The shorts, though. Jesus.
It's not that they're attractive, no. It's that they're ugly and look funny, and Daniel desperately wants to get them off so that he can blow them up or set them on fire or something, and what's he left with then?
Andrae, not wearing pants.
Andrae really needs to stop wearing those damn shorts when the cameras are around, is what Daniel's thinking, if only to save Daniel from making that face on national television.
*****
The party at Marquee is a blast of nervous energy from the moment the liquor starts pouring, which is pretty much immediately. There's a brief tense moment where all of the designers stare at Nicky Hilton like she's naked or an alien or something, and then the next thing anyone knows, Daniel's leading Rebecca up to Nicky with that calmly confident smile of his. It's like he doesn't even remember having the wrong fabric for the dress, being serene and stressed all at once the way only he seems to be able to pull off.
He shows off the dress and Rebecca and his quietly charming "I'm going to be a designer when I grow up" way of speaking about the whole thing, and when he's done and the two of them walk away, he exhales a little too deeply, eliciting a soft smile and a quick touch on the arm from Rebecca.
"Feeling better?" she asks.
His smile slips easily onto his face. "Oh, yeah. Now I've got the rest of the night to drink."

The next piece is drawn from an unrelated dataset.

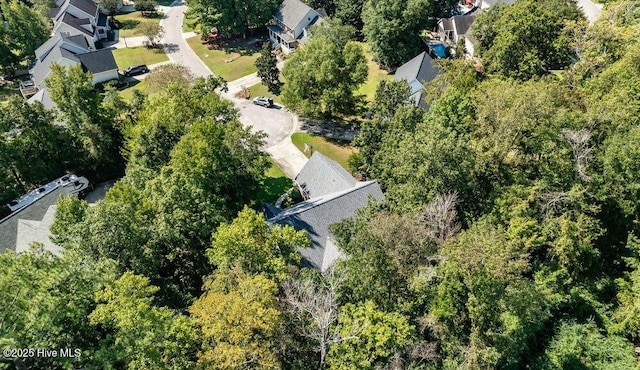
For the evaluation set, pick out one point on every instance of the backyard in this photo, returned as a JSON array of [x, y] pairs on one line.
[[230, 60], [130, 22], [337, 150], [7, 90], [376, 74], [138, 55], [261, 90], [274, 184]]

She laughs at that and wanders off.
When Daniel turns around, he catches a glimpse of Andrae staring at him just long enough for Nick to sneak in and get to Nicky Hilton before he can. Andrae flinches as if shocked, then downs another gulp of his drink before leading Danyelle over to Nicky's side in the gorgeous jersey dress he's designed.
Oh, yeah, Daniel thinks, there had better be some more alcohol around here with his name on it.
*****
It's Nick's idea to do the walk-off, of course, because they're all really drunk and all of their inhibitions took a cab back to the Atlas a while ago. Daniel wouldn't be surprised if the whole thing degenerated into a group striptease following by a sloppy orgy in the middle of the dance floor, although he's pretty sure somebody is bound to konk Santino over the head, toss him into a cab, and wake him up the next morning with the news he'd slept with all of them rather than alone on the floor of the suite just to see the look on his face without actually fucking him.
The designers huddle in the back, laughing and boozy and half out of it as a group, and out in the bar the models whistle and catcall when they're not dissolving into fits of giggles. Daniel has a vague awareness of Santino strutting wildly into the bar with arms swinging and high heels clacking against the floor, of Chloe walking purposefully out like the world's tiniest supermodel, of Lupe either doing the caterpillar or writhing on the floor in a fit (it could go either way).
Andrae walks out before him, he thinks, or after him, or ... hell, he can't remember. All he knows for sure is that Andrae's out there when it's his turn, and he can't stop fucking staring at the guy.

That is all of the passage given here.